Files
orchard/README.md
Mondo Diaz 82f93d8cdd Fix Helm chart: rename minio.ingress to minioIngress to avoid subchart conflict
The minio.ingress config was conflicting with the Bitnami MinIO subchart's
own ingress configuration, causing coalesce.go warnings. Renamed to
minioIngress as a top-level config to avoid the collision.
2025-12-16 12:28:49 -06:00

604 lines
20 KiB
Markdown

# Orchard
**Content-Addressable Storage System**
Orchard is a centralized binary artifact storage system that provides content-addressable storage with automatic deduplication, flexible access control, and multi-format package support.
## Tech Stack
- **Backend**: Python 3.12 + FastAPI
- **Frontend**: React 18 + TypeScript + Vite
- **Database**: PostgreSQL 16
- **Object Storage**: MinIO (S3-compatible)
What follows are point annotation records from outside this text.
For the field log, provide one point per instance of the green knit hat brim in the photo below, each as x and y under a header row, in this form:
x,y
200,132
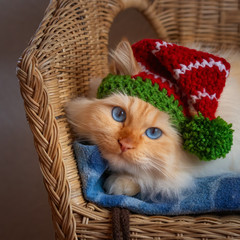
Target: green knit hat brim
x,y
146,91
207,139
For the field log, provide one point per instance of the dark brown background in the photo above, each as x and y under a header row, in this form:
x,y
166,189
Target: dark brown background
x,y
25,213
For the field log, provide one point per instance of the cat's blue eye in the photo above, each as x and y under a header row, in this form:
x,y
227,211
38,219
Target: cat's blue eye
x,y
153,133
118,114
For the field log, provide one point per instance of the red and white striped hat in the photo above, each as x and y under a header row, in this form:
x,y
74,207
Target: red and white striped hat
x,y
180,81
195,78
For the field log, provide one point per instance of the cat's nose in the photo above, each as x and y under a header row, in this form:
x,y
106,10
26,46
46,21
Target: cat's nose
x,y
125,144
- **Cache**: Redis (for future use)
## Features
### Currently Implemented
- **Content-Addressable Storage** - Artifacts are stored and referenced by their SHA256 hash, ensuring deduplication and data integrity
- **Project/Package/Artifact Hierarchy** - Organized storage structure:
- **Project** - Top-level organizational container
- **Package** - Named collection within a project
- **Artifact** - Specific content instance identified by SHA256
- **Tags** - Alias system for referencing artifacts by human-readable names (e.g., `v1.0.0`, `latest`, `stable`)
- **Package Formats & Platforms** - Packages can be tagged with format (npm, pypi, docker, deb, rpm, etc.) and platform (linux, darwin, windows, etc.)
- **Rich Package Metadata** - Package listings include aggregated stats (tag count, artifact count, total size, latest tag)
- **S3-Compatible Backend** - Uses MinIO (or any S3-compatible storage) for artifact storage
- **PostgreSQL Metadata** - Relational database for metadata, access control, and audit trails
- **REST API** - Full HTTP API for all operations
- **Web UI** - React-based interface for managing artifacts with:
- Hierarchical navigation (Projects → Packages → Tags/Artifacts)
- Search, sort, and filter capabilities on all list views
- URL-based state persistence for filters and pagination
- Keyboard navigation (Backspace to go up hierarchy)
- Copy-to-clipboard for artifact IDs
- Responsive design for mobile and desktop
- **Docker Compose Setup** - Easy local development environment
- **Helm Chart** - Kubernetes deployment with PostgreSQL, MinIO, and Redis subcharts
- **Multipart Upload** - Automatic multipart upload for files larger than 100MB
- **Resumable Uploads** - API for resumable uploads with part-by-part upload support
- **Range Requests** - HTTP range request support for partial downloads
- **Format-Specific Metadata** - Automatic extraction of metadata from package formats:
- `.deb` - Debian packages (name, version, architecture, maintainer)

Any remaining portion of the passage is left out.